Są dwie główne teorie wyjaśniające dlaczego Romney traci w sondażach. Jedna z nich mówi, że to po prostu mierny kandydat. Druga, że to wyraz niechęci Amerykanów do radykalizmu republikanów. Która jest prawdziwa?
Ostatnich kilka dni spędziłem na debatach z prawicowcami, wśród nich z Groverem Norquistem i Ann Coulter. Nie żeby szczególnie mnie to bawiło. Robię to, ponieważ nad wyraz wielu Amerykanów uważa tych ludzi za przekonujących – pokazanie dlaczego się mylą, wydaje się zatem istotne.
Istnieją dwie główne teorie wyjaśniające dlaczego Romney traci w sondażach. Jedna z nich mówi, że to po prostu mierny kandydat, niezdolny do porozumienia z ludźmi czy wyłożenia swoich racji. Druga jest taka, że Amerykanie zaczynają wreszcie rozumieć, jak bardzo radykalna staje się Partia Republikańska – i dlatego ją odrzucają.
Wielu Republikanów – w tym niektórzy prawicowcy, z którymi dyskutowałem – żywi ten pierwszy pogląd (ze zrozumiałych powodów). Jeśli Romneyowi w tym tygodniu nie uda się jakiś spektakularny powrót do gry, oczekiwałbym jeszcze więcej narzekań z ich strony na temat jego osobistych braków, a także na temat słabości sztabu jego kampanii.
Drugie wyjaśnienie wydaje mi się jednak dużo bardziej przekonujące. Kandydaci w prawyborach republikańskich, a potem konwencja Republikanów pokazały Ameryce partię bardzo już odległą od „współczującego konserwatyzmu”, jaki próbowała społeczeństwu sprzedać jeszcze w roku 2000. Zamiast tego mamy ugrupowanie przejęte przez Herbaciarzy, natywistów, darwinistów społecznych, homofobów, prawicowych kaznodziejów i grupkę bogatych ludzi, których interesuje jedynie stanie się jeszcze bogatszymi.

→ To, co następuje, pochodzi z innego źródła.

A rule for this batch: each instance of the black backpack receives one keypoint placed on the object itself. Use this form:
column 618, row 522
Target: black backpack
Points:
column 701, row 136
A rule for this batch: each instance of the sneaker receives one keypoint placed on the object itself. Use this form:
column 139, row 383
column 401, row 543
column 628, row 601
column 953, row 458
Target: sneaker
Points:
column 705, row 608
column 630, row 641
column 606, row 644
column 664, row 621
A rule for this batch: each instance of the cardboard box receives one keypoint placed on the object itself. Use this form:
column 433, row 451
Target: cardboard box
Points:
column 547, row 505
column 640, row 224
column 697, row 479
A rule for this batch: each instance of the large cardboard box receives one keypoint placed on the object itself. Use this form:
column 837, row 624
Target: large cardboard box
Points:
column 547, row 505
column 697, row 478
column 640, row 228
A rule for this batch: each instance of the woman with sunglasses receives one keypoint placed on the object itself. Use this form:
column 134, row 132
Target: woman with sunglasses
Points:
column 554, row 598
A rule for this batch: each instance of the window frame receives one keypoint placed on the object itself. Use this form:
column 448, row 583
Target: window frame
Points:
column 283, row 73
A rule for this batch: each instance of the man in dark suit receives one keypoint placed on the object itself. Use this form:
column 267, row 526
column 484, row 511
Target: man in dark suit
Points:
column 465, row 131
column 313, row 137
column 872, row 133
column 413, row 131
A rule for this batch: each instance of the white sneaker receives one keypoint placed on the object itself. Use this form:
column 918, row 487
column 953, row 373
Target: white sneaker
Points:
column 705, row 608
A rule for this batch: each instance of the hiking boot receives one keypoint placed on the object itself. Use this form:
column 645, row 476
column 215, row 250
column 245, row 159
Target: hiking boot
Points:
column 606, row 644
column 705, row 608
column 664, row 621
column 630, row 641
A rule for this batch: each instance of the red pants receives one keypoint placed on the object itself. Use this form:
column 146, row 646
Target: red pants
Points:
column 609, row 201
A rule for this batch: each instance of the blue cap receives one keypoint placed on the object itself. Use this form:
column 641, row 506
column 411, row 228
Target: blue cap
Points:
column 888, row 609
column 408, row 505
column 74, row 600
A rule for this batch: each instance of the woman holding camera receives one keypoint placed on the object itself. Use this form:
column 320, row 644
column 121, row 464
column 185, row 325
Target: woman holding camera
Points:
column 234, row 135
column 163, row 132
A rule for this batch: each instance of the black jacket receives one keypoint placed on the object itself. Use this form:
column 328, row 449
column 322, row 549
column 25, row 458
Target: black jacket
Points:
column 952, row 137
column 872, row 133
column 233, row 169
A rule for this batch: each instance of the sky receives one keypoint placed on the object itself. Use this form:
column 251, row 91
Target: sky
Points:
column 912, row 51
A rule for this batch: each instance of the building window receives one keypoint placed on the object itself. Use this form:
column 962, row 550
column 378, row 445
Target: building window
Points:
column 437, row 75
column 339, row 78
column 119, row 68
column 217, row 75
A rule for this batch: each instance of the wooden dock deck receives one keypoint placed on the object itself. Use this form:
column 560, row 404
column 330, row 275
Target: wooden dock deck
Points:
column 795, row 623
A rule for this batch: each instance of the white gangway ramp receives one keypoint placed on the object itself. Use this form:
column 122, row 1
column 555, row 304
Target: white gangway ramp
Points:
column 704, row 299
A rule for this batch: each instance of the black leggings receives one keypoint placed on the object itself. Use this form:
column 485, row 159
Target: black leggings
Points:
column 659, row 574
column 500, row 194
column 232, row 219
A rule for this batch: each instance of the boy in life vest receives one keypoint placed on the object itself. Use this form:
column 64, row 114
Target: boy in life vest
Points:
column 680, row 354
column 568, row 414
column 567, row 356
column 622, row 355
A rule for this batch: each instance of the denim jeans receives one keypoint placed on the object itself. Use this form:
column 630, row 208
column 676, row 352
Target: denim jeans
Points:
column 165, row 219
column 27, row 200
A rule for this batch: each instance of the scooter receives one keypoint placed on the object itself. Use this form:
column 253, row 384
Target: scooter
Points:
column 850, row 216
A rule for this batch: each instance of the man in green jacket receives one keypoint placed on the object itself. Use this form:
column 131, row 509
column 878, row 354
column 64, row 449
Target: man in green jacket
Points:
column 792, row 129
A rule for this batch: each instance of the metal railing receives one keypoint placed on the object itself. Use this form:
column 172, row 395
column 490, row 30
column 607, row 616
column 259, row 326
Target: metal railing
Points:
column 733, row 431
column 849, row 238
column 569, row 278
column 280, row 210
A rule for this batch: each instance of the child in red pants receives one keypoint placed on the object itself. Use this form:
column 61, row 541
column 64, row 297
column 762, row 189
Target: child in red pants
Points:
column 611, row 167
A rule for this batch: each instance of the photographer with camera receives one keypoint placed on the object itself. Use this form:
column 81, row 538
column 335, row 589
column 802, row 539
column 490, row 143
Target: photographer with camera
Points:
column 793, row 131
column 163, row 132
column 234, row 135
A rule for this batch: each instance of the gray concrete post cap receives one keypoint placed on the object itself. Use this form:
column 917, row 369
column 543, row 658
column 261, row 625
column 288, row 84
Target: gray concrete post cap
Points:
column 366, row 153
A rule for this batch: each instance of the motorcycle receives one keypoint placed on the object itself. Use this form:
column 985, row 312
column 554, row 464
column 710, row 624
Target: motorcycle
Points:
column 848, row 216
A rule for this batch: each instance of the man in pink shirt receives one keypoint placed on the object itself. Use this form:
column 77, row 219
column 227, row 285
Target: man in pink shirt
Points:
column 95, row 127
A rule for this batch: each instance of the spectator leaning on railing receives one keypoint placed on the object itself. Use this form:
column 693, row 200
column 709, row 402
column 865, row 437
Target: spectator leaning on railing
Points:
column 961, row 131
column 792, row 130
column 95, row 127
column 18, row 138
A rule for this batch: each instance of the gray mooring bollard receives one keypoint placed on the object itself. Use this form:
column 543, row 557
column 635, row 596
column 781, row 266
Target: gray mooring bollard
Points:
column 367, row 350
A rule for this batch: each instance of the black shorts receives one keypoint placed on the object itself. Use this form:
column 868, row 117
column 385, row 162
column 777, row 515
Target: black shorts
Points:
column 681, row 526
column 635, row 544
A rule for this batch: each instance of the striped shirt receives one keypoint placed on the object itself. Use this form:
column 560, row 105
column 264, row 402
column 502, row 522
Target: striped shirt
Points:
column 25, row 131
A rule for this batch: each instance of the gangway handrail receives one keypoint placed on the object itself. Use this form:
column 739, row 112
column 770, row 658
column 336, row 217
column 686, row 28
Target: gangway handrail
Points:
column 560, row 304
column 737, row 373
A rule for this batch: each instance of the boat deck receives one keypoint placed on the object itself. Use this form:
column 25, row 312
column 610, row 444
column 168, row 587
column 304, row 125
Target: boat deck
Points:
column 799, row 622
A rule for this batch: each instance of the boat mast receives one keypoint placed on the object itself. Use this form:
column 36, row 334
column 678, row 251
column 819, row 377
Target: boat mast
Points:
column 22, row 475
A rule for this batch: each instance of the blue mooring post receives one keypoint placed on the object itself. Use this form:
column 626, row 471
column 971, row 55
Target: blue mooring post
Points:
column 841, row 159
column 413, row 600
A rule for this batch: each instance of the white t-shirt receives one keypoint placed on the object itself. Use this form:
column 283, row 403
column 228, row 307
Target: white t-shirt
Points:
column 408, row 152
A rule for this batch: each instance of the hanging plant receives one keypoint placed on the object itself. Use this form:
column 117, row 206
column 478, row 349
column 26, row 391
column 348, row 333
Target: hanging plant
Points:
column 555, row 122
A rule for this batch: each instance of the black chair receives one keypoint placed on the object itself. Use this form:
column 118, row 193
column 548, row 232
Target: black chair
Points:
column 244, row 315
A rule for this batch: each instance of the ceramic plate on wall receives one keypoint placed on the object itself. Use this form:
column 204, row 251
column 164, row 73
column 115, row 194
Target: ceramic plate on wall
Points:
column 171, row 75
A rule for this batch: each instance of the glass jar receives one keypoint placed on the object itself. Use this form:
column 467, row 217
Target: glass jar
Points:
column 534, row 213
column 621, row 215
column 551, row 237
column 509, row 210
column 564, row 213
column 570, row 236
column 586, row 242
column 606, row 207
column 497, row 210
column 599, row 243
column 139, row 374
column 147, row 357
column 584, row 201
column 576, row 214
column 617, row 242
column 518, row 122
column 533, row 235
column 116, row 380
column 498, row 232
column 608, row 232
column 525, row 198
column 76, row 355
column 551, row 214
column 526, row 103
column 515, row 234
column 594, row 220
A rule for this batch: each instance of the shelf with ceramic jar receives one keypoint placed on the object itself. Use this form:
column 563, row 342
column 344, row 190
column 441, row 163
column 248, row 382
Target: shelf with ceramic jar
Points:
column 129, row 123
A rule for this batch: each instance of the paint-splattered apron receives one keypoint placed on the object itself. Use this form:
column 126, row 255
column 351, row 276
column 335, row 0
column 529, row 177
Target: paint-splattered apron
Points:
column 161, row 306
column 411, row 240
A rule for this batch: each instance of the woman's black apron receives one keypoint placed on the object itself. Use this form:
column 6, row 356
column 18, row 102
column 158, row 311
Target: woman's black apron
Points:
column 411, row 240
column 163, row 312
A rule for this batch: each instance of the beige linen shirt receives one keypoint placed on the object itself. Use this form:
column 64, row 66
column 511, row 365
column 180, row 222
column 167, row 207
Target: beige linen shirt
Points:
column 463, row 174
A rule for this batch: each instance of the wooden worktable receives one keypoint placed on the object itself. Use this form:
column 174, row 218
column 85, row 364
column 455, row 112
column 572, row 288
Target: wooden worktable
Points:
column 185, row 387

Ci „regresywiści” byli obecni również w roku 2000, to jasne. Czaili się już w latach 90., kiedy Izbę Reprezentantów przejął Newt Gingrich. Byli również w latach 80., choć pogodne usposobienie Ronalda Reagana dało im niezłą przykrywkę. Tak naprawdę byli wśród Republikanów od ponad półwiecza – ale nigdy wcześniej nie mieli nad partią tak wielkiej kontroli, nigdy wcześniej nie dzierżyli jej sterów.
Ten drugi pogląd na temat spadku poparcia dla Romneya wyjaśnia również efekt „kamienia u szyi” – to dlaczego tak wielu Republikanów w całym kraju, zarówno w Senacie jak i w Izbie Reprezentantów traci w sondażach. Scott Brown jest np. bardzo popularny w Massachusetts. Jego wyniki sondażowe spadają jednak w ostatnich tygodniach właśnie dlatego, że obciąża go balast rosnącej niechęci opinii publicznej dla całej Partii Republikańskiej. To samo dotyczy wyborów do Senatu na Florydzie, w Wirginii, a także w każdym innym stanie, w którym toczy się wyborczy wyścig.
Porażki Romneya nie wynikają z tego, żeby był on złym kandydatem. Wręcz przeciwnie, daje on swej partii dokładnie to, czego chciałaby ona od swego kandydata. I na tym właśnie polega jego problem – tak jak w przypadku każdego innego kandydata republikańskiego – że to, czego chce jego partia, nie zbiega się z tym, czego chce reszta Amerykanów.